18 h 57, le soleil se couche. Les couleurs rouge et orangé emplissent l’atmosphère d’une ambiance apaisée. D’un pas fatigué, Kevin contemple le magnifique panorama. Plongé dans ses pensées, il se rappelle la dernière fois qu’il était passé par là. Ce paysage ne lui avait pas paru aussi beau qu’actuellement. Alors que son esprit s’évade, son lacet s’accroche à une branche et le fait trébucher. Le voilà par terre, lui et son sac à dos de 25 kg. Charles, l’ayant entendu tomber, revient sur ses pas.
- Kevin, est-ce que ça va ?
- Oui, ne t’inquiète pas. J’ai juste été surpris. J’admirais le paysage et je n’ai pas regardé où je mettais les pieds.
- Hé, les gars ! encourage Charles. Plus qu’une centaine de mètres et nous arriverons au lieu du campement.
- Charles, est-ce que ça va ?
- Charles, qu’est-ce qu’il se passe ? Charles…
- Les gars ! Charles a un problème. Mathis ! Mathis !
- Charles, qu’est-ce qui passe ? demande Mathis.
- OK, garde ton calme. Essaie de respirer doucement.
- Ça ne va pas du tout, chuchote Mathis. Reste avec lui et fais en sorte qu’il garde son calme. Je vais chercher la bouteille d’oxygène.
- Vite, la bouteille. Où est-ce qu’elle est, bordel ?
- J’arrive ! s’écria-t-il.
- Ne t’inquiète pas, Charles, ce n’est pas la première fois que je vois un homme touché par un œdème des poumons. En temps normal, tu serais déjà mort.
- Allo !
- Allo, pourrais-je parler à Charles Anderson s’il vous plait ?
- C’est moi. À qui ai-je l’honneur ?
- Bonjour, M. Anderson ! Je suis Mat Hampton, journaliste au Dare Magazine. J’ai eu vos coordonnées par l’intermédiaire de Kevin Matthew. Je vous contacte car je rédige actuellement un article sur la résilience et j’interviewe plusieurs personnes ayant vécu un échec dans leur vie. Je souhaite écrire sur la manière dont ils se sont reconstruits. Pourriez-vous m’accorder une trentaine de minutes demain à 12 h afin que nous échangions sur ce sujet ?

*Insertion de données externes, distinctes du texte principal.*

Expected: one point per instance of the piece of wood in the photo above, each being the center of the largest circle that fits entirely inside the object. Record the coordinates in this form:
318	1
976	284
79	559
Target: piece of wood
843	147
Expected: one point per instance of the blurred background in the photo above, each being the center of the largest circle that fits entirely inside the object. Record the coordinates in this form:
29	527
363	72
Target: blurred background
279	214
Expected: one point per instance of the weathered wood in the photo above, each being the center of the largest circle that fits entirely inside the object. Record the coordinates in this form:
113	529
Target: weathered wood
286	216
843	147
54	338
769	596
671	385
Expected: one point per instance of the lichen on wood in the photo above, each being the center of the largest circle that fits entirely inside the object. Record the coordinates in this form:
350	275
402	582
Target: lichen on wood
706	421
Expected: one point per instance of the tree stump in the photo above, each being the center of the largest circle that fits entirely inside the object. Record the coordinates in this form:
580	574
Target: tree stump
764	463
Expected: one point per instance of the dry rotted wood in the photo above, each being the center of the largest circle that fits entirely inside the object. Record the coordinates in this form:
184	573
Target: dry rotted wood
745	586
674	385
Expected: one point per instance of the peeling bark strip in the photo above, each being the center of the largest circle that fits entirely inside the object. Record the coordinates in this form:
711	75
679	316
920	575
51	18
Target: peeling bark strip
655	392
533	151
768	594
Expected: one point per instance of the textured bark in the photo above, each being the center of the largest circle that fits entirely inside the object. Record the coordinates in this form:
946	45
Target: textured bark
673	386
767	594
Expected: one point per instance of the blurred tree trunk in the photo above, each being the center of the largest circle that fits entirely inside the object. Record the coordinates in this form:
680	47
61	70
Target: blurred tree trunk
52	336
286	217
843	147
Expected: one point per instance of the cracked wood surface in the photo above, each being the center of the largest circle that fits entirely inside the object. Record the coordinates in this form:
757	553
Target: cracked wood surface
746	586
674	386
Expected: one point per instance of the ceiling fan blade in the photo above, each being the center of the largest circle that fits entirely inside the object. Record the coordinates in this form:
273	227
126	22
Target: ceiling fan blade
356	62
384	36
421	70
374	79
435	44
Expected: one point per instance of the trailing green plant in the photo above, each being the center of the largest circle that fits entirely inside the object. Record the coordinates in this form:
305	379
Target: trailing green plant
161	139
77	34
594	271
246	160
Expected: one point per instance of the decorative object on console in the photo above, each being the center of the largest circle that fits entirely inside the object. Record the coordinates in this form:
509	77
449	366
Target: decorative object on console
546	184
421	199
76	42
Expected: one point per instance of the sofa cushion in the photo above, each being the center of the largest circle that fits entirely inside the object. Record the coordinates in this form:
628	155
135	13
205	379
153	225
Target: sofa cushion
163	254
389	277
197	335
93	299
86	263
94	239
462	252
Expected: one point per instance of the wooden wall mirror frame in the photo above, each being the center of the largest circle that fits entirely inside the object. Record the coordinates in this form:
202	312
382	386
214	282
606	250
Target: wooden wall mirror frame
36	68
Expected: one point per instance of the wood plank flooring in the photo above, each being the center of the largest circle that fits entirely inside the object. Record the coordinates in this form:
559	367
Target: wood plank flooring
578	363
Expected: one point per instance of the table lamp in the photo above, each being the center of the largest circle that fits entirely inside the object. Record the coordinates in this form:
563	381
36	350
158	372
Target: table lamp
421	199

- Anderson, vous aviez 50 ans lorsque vous avez décidé de gravir l’Everest. Pour quelles raisons vous êtes-vous lancé dans cette aventure ?
- À ce moment de ma vie, j’avais atteint plusieurs de mes objectifs. Mon entreprise affichait un chiffre d’affaires en hausse. Mes filles terminaient leurs études supérieures. Je voulais sentir que je pouvais encore accomplir de grandes choses alors je me suis lancé ce défi.
- Pouvez-vous me dire comment s’est déroulée cette ascension ? Était-ce difficile ? Aviez-vous imaginé que vous n’iriez pas jusqu’au bout ?
- J’ai gravi avec joie et courage les obstacles qui se sont dressés devant moi. Il y a eu des moments compliqués, mais je me suis accroché. Vous savez, lorsqu’une difficulté survient, il faut savoir faire face, se focaliser uniquement sur la prochaine étape et avancer un pas à la fois. C’est ce que j’ai fait.
- Kevin m’a expliqué que vous avez été victime d’un œdème des poumons. Cela ne vous a miraculeusement pas tué, selon ce qu’il m’a dit, mais vous avez dû rebrousser chemin. Comment avez-vous vécu ce moment particulier où vous avez senti que vous n’y arriverez pas ?
- Contrairement à ce que l’on peut penser, cette complication n’a pas eu raison de ma détermination. À l’âge de 50 ans, j’ai accepté un tel défi. J’ai arpenté les sentiers de l’Everest. J’ai surmonté les difficultés et j’ai su quand il fallait renoncer. La réussite n’a pas toujours le visage que l’on veut lui donner. Il faut savoir faire face aux montagnes qui se dressent devant nous, mais il faut aussi savoir quand renoncer. J’ai eu un œdème des poumons alors que je gravissais cette montagne. J’ai vécu ma plus belle rencontre sur le mont Everest et je suis encore en vie. J’ai pu voir mes filles obtenir leurs diplômes et je vais bientôt être grand-père. Renoncer à ce moment-là a été ma plus grande réussite.